My grammar sucked. I was so stupid, I was letting complete strangers add me on Facebook. What? That doesn't sound like me at all. You'd have to threaten Present!Me at knifepoint just to find out what continent I live in. But....people grow, I guess. One matures. I was a child back then. No longer.
I also felt guilty, though.
That nostalgia-induced trawl rekindled my passion. I badly want to get back in the community, but I feel like I've missed so much. Everywhere I look I'm all "That's the state of the metagame? What the heck is that thing? That's what you do now?

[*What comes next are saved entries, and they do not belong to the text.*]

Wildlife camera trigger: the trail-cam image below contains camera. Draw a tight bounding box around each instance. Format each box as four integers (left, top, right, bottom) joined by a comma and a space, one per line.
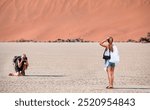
22, 57, 27, 62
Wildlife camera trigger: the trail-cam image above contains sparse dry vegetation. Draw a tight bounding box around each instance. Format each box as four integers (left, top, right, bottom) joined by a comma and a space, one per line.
8, 38, 93, 43
139, 32, 150, 43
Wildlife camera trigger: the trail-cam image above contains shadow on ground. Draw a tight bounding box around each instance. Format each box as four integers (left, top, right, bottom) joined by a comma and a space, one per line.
114, 87, 150, 90
25, 75, 66, 77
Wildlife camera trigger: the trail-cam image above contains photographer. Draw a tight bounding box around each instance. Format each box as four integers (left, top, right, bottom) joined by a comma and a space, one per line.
9, 54, 29, 76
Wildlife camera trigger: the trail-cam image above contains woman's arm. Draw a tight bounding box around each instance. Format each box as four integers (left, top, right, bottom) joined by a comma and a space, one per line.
99, 38, 108, 48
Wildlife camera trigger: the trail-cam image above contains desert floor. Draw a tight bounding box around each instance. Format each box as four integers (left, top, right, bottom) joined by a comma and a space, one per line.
0, 42, 150, 93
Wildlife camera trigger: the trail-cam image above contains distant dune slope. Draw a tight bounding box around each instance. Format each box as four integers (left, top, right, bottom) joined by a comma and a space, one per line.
0, 0, 150, 41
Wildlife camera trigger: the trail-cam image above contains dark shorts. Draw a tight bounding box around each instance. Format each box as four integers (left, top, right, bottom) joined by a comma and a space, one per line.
107, 62, 115, 68
15, 66, 23, 73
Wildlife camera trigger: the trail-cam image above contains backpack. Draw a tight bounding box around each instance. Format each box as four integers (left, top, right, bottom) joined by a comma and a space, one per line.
13, 56, 21, 65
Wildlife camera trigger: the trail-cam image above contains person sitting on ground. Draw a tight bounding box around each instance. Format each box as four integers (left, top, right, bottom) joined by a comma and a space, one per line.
9, 54, 29, 76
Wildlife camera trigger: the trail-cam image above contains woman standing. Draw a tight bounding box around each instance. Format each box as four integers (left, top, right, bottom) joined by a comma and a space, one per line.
99, 37, 119, 89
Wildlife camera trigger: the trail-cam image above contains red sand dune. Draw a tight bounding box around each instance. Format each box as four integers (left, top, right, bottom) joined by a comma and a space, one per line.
0, 0, 150, 41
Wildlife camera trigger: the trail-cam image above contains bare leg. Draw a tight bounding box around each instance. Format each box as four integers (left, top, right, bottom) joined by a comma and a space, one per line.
21, 65, 27, 76
110, 67, 115, 87
107, 67, 112, 87
106, 67, 114, 88
9, 72, 20, 76
20, 70, 25, 76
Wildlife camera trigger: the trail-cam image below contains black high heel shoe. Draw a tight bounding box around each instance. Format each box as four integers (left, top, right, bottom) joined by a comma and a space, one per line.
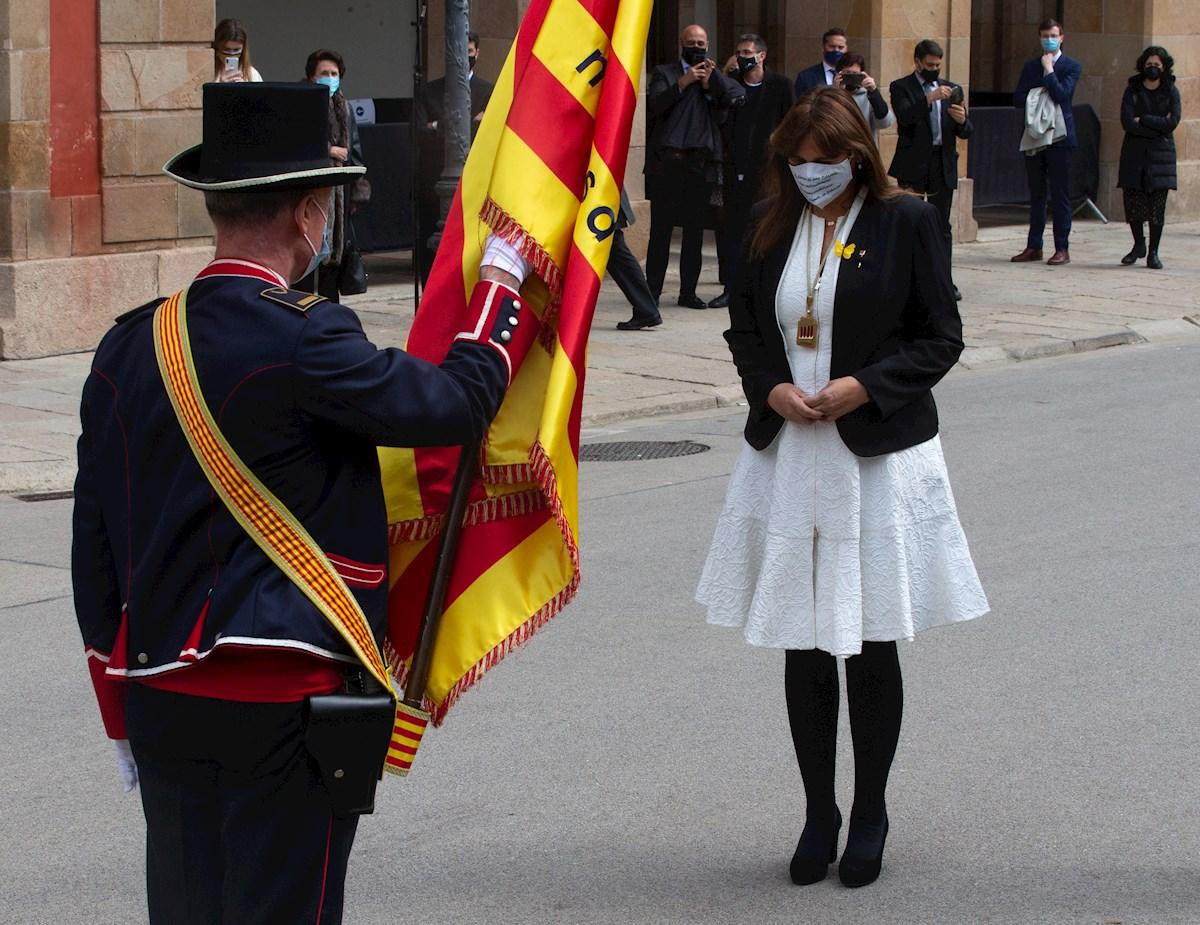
789, 807, 842, 885
1121, 243, 1146, 265
838, 810, 889, 888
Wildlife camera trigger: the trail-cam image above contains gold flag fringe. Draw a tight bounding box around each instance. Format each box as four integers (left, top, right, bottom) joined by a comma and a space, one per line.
387, 439, 580, 726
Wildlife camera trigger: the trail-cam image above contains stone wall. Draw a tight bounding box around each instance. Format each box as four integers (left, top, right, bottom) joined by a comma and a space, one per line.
0, 0, 214, 358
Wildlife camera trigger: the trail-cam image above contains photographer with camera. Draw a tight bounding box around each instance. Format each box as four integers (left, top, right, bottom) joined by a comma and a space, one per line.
833, 52, 892, 146
643, 24, 744, 310
887, 39, 972, 301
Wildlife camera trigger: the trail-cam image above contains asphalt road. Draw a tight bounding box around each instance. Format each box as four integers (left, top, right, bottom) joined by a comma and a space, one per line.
1, 340, 1198, 924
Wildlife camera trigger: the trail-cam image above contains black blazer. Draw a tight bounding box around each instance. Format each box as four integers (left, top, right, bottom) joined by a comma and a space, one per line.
645, 62, 744, 180
794, 62, 831, 97
725, 194, 964, 457
888, 73, 973, 190
723, 69, 794, 192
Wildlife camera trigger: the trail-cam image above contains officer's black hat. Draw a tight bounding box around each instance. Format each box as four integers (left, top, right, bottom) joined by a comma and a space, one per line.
163, 82, 365, 191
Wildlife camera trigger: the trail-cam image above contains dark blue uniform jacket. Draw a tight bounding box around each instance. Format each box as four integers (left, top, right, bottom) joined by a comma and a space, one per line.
73, 272, 513, 685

Oh, so our country has official events now, and we're applying for our own subforum?....good....but who the heck is that guy? There's a new mod? What? What? Whaaaaat?" I can't quite....get back in.
So what's my point?
It's 'screw you, I've got BMGf now'. :D
No......actually, I'm deathly afraid that the same thing would happen to BMGf. I don't want that to happen, ever. But what if it's ineveitable.....?
Thank you for reading this incredibly long-winded and pointless blog post. Alas, it is what spills out of your brain when it's 1 AM and you haven't had any sleep.